Reputation: 1816
I have a dataframe with two sorted columns of integers.
A B
0 17 15
1 18 18
2 19 20
3 20 21
4 22 21
5 23 27
For all elements of B, I want to find the index of the closest matching element of A:
A B closest_match_idx
0 17 15 0
1 18 18 1
2 19 20 3
3 20 21 3
4 22 21 3
5 23 27 5
I know I can do
df['closest_match_idx'] = df.B.map(lambda x: (df.A - x).abs().idxmin()))

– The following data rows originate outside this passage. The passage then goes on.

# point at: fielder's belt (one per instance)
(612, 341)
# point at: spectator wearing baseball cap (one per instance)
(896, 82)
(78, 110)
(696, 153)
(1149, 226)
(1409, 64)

but that's an O(N**2) solution for a problem that is clearly O(N). I couldn't find any better solution other than rolling my own index-finding function, but this feels like a problem that has an existing solution. Ideas?
For context, what I'm eventually trying to do is find the closest matching element in A for each element of B, up to a maximum absolute difference (otherwise just use the value from B):
match_diff = df.B - df.A.iloc[df['closest_match_idx']]
df['output'] = B
replace_idxs = np.where(diff.abs() <= 2)
df['output'].iloc[replace_idxs] = df['A'].iloc[replace_idxs]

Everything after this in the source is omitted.